La lineup di lancio include:
- Galactic Pinball
- 3-D Tetris
- Teleroboxer
- Virtual Boy Wario Land (considerato da molti il miglior gioco mai uscito per il sistema)
- The Mansion of Innsmouth
- Golf
- Red Alarm
Tra questi, spicca indubbiamente Virtual Boy Wario Land: un platform 3D che permette al giocatore di saltare tra il primo piano e lo sfondo, sfruttando la profondità di campo in un modo che, all’epoca, era assolutamente rivoluzionario.
Le novità del 2026: classici e rarità nel catalogo Nintendo
Nel corso dell’anno, il catalogo si espanderà ulteriormente. Nintendo ha confermato che i seguenti titoli si uniranno alla collezione “Nintendo Classics Virtual Boy” nei mesi successivi:
- Mario Clash
- Mario Tennis
- Jack Bros.
- Space Invaders Virtual Collection
- Virtual Bowling
- Virtual Force
- V-Tetris
Tuttavia, la vera bomba mediatica riguarda due titoli completamente inediti: Zero Racers e D-Hopper. Entrambi i giochi furono sviluppati e completati negli anni ’90, ma rimasero chiusi nei cassetti di Kyoto a causa del rapido fallimento commerciale della console originale, che vendette poco meno di 770.000 unità in tutto il mondo prima di essere ritirata dal mercato.
I “tesori perduti” finalmente giocabili
L’inclusione di questi due titoli è fondamentale per comprendere le reali ambizioni che Nintendo aveva per il Virtual Boy prima della sua caduta:
- Zero Racers: si tratta di uno spin-off della serie F-Zero.
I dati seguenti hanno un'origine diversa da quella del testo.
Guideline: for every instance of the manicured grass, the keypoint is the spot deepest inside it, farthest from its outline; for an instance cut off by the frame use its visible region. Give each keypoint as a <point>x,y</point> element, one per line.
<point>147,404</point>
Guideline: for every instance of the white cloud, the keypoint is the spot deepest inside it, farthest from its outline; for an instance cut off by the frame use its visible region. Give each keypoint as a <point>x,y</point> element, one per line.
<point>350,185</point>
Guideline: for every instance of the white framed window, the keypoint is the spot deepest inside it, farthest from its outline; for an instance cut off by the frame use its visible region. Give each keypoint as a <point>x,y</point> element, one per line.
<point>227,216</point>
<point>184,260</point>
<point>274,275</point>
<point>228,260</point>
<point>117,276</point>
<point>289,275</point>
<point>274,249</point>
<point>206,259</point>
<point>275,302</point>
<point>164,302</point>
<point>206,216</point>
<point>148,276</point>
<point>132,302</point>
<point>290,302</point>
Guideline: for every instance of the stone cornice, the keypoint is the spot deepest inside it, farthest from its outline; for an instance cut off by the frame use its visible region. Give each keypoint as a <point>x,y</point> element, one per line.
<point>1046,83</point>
Il gioco propone un simulatore di corse con visuale in prima persona che avrebbe dovuto dimostrare la potenza della stereoscopia nei giochi di velocità.
- D-Hopper: un’avventura che sembra trarre ispirazione da The Legend of Zelda, ma con un approccio basato sulla verticalità. I giocatori devono “saltare” attraverso i livelli dei dungeon, esplorando un mondo stratificato reso possibile dalle capacità 3D del visore.
Queste aggiunte potrebbero finalmente permettere a Nintendo di riscrivere l’eredità del Virtual Boy, trasformandolo da sinonimo di fallimento a laboratorio creativo che, pur con limiti tecnici evidenti (come la grafica monocromatica e il design ingombrante), aveva intuito il futuro del gaming immersivo.
Il rilancio del Virtual Boy nel 2026 è un’operazione coraggiosa che premia la nicchia più fedele dei fan Nintendo. Non si tratta solo di giocare, ma di possedere un pezzo di storia dell’informatica che finalmente riceve il riconoscimento che meritava. Se siete abbonati a Nintendo Switch Online, il consiglio è di non perdere la finestra di pre-ordine: questi “mattoni rossi” sono destinati a diventare istantaneamente introvabili.